Often in forecasting, a key step is knowing when something can be forecast accurately, and when forecasts will be no better than tossing a coin.

Good forecasts capture the genuine patterns and relationships which exist in the historical data, but do not replicate past events that will not occur again (like random fluctuations).

Many people wrongly assume that forecasts are not possible in a changing environment. Every environment is changing, and a good forecasting model captures the way in which things are changing. Sometimes, there will be no data available at all. For example, we may wish to forecast the sales of a new product in its first year, but there are obviously no data to work with. Forecasting should be an integral part of the decision-making activities of management, as it can play an important role in many areas of a company.

Which are the forecasts that are needed?

If forecasts are required for items in a manufacturing environment, it is necessary to ask whether forecasts are needed for:

  • every product line, or for groups of products?

  • every sales outlet, or for outlets grouped by region, or only for total sales?

  • weekly data, monthly data or annual data?

Will forecasts be required for one month in advance, for 6 months, or for ten years? How frequently are forecasts required?
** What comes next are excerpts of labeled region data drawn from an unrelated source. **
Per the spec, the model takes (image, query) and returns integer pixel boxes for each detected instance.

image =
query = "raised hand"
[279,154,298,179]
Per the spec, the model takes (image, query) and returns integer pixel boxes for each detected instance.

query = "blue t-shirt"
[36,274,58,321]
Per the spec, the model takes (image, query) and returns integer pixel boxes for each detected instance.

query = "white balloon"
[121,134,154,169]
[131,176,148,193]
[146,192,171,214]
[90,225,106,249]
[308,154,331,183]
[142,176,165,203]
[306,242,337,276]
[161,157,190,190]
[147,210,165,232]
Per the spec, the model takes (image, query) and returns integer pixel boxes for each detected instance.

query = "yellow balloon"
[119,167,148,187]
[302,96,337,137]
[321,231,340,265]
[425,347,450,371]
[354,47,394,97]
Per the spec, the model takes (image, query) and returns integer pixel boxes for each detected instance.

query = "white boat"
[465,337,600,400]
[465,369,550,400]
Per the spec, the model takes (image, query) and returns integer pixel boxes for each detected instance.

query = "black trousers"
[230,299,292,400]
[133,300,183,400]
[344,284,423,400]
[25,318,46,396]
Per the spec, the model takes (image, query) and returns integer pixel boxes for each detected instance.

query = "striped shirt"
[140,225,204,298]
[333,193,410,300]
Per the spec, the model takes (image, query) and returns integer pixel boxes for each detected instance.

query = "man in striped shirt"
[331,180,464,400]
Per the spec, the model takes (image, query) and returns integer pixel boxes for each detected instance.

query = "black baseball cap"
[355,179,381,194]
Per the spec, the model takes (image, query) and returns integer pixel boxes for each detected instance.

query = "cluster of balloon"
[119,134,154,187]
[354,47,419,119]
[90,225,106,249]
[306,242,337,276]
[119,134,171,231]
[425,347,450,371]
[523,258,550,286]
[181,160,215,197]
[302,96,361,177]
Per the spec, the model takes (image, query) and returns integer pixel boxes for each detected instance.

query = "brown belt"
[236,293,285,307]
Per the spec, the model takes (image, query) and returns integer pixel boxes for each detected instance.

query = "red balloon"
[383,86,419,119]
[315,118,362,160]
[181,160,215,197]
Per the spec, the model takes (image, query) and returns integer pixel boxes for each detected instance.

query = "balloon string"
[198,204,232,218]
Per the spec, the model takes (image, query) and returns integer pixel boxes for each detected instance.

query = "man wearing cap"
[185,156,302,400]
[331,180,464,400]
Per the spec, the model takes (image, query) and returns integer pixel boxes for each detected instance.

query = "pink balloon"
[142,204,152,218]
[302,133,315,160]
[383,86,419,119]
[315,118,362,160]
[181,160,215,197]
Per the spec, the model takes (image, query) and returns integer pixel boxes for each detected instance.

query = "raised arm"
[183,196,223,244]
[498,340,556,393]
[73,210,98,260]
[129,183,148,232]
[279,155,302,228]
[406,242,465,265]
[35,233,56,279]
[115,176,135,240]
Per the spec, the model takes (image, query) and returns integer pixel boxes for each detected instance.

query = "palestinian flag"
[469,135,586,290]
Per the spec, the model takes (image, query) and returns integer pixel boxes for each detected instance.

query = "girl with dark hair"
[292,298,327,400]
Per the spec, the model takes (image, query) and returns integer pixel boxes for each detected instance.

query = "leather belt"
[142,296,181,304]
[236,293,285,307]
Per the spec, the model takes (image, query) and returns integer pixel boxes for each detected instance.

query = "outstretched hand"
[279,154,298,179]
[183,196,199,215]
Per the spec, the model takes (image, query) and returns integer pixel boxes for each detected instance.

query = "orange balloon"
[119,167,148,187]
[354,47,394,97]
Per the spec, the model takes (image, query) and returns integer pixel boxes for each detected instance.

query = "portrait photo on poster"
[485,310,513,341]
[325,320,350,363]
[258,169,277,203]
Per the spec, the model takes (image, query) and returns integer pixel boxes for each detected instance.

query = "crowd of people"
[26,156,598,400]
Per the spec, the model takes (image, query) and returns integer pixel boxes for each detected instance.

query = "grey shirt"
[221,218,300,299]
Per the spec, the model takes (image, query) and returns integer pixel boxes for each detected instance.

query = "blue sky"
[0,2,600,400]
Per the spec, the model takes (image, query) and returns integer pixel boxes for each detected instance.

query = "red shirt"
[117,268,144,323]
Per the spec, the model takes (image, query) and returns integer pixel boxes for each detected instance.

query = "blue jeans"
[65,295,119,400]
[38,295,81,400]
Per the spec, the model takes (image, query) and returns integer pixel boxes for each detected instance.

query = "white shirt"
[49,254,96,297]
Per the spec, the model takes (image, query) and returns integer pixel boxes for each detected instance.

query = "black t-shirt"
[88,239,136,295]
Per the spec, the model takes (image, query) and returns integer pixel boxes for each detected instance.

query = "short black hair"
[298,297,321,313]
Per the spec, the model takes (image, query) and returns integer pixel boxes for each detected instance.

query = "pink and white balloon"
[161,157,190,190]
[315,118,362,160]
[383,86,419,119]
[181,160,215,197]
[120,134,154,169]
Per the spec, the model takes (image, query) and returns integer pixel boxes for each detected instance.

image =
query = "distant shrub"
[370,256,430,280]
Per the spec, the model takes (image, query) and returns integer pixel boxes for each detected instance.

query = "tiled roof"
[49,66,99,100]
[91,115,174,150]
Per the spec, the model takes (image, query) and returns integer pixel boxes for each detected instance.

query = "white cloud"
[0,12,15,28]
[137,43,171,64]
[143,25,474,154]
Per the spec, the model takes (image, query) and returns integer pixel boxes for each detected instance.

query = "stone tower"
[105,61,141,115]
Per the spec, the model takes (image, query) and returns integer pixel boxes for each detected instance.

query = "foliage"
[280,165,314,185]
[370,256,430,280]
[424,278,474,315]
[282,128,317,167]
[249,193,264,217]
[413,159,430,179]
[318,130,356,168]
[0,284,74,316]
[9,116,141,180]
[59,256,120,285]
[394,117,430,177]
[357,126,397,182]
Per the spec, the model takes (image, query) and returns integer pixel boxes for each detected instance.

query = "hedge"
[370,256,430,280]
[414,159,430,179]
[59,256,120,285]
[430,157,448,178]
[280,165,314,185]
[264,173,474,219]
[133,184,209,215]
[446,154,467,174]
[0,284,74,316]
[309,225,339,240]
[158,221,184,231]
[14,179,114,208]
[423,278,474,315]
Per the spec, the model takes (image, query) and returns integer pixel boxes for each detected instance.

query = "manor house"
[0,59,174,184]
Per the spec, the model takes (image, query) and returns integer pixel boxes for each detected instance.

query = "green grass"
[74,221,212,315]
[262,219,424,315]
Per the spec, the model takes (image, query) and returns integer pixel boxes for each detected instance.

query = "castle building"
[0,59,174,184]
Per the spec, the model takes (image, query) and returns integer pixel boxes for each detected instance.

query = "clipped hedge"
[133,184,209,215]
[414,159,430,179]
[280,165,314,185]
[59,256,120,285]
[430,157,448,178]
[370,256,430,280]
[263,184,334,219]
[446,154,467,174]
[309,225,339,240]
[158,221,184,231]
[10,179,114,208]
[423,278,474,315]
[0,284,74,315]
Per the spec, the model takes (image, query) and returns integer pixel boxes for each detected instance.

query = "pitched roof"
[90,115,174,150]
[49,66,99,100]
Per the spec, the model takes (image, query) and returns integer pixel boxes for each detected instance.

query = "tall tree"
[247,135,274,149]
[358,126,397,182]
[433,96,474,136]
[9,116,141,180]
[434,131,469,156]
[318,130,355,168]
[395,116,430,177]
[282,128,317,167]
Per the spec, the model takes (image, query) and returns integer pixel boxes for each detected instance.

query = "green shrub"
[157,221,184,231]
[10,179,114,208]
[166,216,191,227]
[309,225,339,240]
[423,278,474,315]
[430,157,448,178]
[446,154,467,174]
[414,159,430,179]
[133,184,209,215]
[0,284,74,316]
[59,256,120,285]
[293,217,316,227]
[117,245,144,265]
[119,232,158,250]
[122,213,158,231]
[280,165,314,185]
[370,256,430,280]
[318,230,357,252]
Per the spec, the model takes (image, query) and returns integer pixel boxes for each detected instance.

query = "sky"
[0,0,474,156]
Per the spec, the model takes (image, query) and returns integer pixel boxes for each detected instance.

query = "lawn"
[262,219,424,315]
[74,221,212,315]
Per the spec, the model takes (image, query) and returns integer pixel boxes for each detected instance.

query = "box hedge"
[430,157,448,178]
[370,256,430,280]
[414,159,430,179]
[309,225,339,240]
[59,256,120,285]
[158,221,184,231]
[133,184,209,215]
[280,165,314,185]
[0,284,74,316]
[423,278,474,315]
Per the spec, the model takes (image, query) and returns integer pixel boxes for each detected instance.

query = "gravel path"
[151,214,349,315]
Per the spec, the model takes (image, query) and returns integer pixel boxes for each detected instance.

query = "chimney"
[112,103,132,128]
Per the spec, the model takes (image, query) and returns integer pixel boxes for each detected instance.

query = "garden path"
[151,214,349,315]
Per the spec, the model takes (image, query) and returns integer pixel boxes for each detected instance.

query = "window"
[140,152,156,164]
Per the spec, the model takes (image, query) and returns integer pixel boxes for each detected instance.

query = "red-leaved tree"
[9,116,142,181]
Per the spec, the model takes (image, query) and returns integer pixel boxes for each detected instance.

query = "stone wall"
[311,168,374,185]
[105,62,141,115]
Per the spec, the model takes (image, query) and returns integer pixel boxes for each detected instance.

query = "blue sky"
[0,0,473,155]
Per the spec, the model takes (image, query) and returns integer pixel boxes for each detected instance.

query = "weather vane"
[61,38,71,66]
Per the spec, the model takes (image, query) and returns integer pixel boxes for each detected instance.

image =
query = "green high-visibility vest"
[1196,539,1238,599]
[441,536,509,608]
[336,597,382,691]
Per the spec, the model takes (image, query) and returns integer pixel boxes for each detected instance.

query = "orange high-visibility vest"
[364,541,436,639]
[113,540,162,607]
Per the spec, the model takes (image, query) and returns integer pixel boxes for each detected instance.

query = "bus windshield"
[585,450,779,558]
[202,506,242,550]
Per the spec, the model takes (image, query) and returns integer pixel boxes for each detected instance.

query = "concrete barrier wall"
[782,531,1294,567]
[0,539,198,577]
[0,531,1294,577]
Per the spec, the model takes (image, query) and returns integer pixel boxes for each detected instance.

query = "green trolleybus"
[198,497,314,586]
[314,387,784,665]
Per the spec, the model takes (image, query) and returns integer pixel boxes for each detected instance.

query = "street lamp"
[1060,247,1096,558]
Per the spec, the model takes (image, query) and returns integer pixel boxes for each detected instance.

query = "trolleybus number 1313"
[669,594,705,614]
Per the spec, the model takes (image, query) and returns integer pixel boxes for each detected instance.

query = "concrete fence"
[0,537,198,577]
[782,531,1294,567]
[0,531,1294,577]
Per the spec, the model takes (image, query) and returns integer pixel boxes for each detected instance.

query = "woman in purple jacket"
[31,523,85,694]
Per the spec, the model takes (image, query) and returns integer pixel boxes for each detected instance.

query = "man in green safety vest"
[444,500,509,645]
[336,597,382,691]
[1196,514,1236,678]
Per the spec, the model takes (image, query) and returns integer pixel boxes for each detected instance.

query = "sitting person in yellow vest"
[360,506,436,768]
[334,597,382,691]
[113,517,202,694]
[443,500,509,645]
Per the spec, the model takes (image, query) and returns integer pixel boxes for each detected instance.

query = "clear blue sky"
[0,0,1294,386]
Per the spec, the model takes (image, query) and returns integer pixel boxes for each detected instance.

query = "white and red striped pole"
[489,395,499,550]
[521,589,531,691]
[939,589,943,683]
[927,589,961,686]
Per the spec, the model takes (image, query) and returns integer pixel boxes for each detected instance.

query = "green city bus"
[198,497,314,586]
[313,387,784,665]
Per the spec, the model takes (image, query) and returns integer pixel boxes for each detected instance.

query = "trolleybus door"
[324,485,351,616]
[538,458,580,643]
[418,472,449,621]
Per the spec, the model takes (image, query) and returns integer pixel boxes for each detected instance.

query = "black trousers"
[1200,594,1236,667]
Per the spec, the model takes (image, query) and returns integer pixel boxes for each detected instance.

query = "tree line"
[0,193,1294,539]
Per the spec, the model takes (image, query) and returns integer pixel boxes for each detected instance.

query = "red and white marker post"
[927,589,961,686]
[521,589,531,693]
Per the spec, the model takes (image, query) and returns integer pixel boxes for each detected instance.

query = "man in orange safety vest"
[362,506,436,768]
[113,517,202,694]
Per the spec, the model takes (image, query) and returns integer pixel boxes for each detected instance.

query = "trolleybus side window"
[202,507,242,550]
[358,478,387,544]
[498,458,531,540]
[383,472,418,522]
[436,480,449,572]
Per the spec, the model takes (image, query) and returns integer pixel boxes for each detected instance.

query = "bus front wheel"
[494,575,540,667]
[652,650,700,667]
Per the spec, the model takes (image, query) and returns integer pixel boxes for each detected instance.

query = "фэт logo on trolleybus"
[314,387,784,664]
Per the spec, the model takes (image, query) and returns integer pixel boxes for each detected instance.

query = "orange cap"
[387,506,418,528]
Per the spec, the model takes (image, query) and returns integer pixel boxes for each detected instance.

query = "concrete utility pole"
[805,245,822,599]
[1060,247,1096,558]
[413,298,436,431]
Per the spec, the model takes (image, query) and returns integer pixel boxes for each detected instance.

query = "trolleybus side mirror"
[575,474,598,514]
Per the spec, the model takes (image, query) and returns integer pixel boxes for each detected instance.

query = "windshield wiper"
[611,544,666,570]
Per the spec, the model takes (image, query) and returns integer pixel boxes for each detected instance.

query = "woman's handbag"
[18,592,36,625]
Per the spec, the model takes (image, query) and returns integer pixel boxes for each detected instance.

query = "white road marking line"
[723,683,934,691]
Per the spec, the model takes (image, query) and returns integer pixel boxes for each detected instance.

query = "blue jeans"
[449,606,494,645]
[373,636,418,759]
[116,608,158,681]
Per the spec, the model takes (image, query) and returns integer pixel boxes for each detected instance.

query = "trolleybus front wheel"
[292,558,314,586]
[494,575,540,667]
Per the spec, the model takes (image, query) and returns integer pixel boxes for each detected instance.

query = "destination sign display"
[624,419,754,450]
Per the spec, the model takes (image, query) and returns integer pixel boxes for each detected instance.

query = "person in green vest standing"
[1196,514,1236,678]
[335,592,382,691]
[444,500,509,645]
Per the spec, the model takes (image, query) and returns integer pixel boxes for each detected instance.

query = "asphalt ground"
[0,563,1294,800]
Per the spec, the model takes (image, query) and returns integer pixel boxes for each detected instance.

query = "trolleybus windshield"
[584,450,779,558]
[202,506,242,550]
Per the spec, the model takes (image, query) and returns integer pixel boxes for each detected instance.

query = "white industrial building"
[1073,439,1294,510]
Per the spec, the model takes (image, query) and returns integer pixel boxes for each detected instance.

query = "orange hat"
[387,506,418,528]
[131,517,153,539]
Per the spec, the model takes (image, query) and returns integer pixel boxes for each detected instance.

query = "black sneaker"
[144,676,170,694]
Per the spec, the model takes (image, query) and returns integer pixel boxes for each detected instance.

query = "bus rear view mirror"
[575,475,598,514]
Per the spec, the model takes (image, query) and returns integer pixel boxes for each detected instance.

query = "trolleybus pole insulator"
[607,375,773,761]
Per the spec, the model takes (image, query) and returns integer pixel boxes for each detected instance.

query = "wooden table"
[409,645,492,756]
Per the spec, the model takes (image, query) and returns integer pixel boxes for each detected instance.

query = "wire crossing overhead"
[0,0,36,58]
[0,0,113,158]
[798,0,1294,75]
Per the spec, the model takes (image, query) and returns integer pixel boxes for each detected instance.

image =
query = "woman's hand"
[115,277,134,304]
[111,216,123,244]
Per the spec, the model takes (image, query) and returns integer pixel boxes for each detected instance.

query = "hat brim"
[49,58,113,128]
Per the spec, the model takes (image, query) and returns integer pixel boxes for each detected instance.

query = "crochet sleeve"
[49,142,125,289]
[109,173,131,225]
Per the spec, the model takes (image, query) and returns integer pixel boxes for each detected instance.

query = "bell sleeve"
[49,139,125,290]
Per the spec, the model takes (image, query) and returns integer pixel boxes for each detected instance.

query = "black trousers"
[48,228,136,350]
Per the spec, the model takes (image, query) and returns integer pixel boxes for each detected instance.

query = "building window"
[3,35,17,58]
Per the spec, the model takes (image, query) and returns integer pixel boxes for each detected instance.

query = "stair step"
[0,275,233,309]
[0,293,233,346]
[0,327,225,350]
Quantitative forecasting can be applied when two conditions are satisfied:

  1. Numerical information about the past is available

  2. It is reasonable to assume that some aspects of the past patterns will continue into the future

When forecasting time series data, the aim is to estimate how the sequence of observations will continue into the future. The simplest time series forecasting methods use only information on the variable to be forecast, and make no attempt to discover the factors that affect its behaviour. Therefore, they will extrapolate trend and seasonal patterns, but they ignore all other information such as marketing initiatives, competitor activity, changes in economic conditions, and so on. Time series models used for forecasting include decomposition models, exponential smoothing models and ARIMA models.

An explanatory model helps explain what causes the variation in what need to be forecasted. An “error” term as an argument allows for random variation and the effects of relevant variables that are not included in the model. Progress of ED model (electricity demand) can look like:

\[ED=f(current\ temperature,\ strength\ of\ economy,\ population,\ time\ of\ day,\ day\ of\ work,\ error)\] \[ED_{t+1} = f(ED_t, ED_{t-1}, ED_{t-2}, ED_{t-3},..., error)\] \[ED_{t+1} = f(ED_t,\ current\ temperature,\ time\ of\ day,\ day\ of\ work,\ error)\]

These types of “mixed models” have been given various names in different disciplines. They are known as dynamic regression models, panel data models, longitudinal models, transfer function models, and linear system models (assuming that f is linear).

An explanatory model is useful because it incorporates information about other variables, rather than only historical values of the variable to be forecast. However, there are several reasons a forecaster might select a time series model rather than an explanatory or mixed model.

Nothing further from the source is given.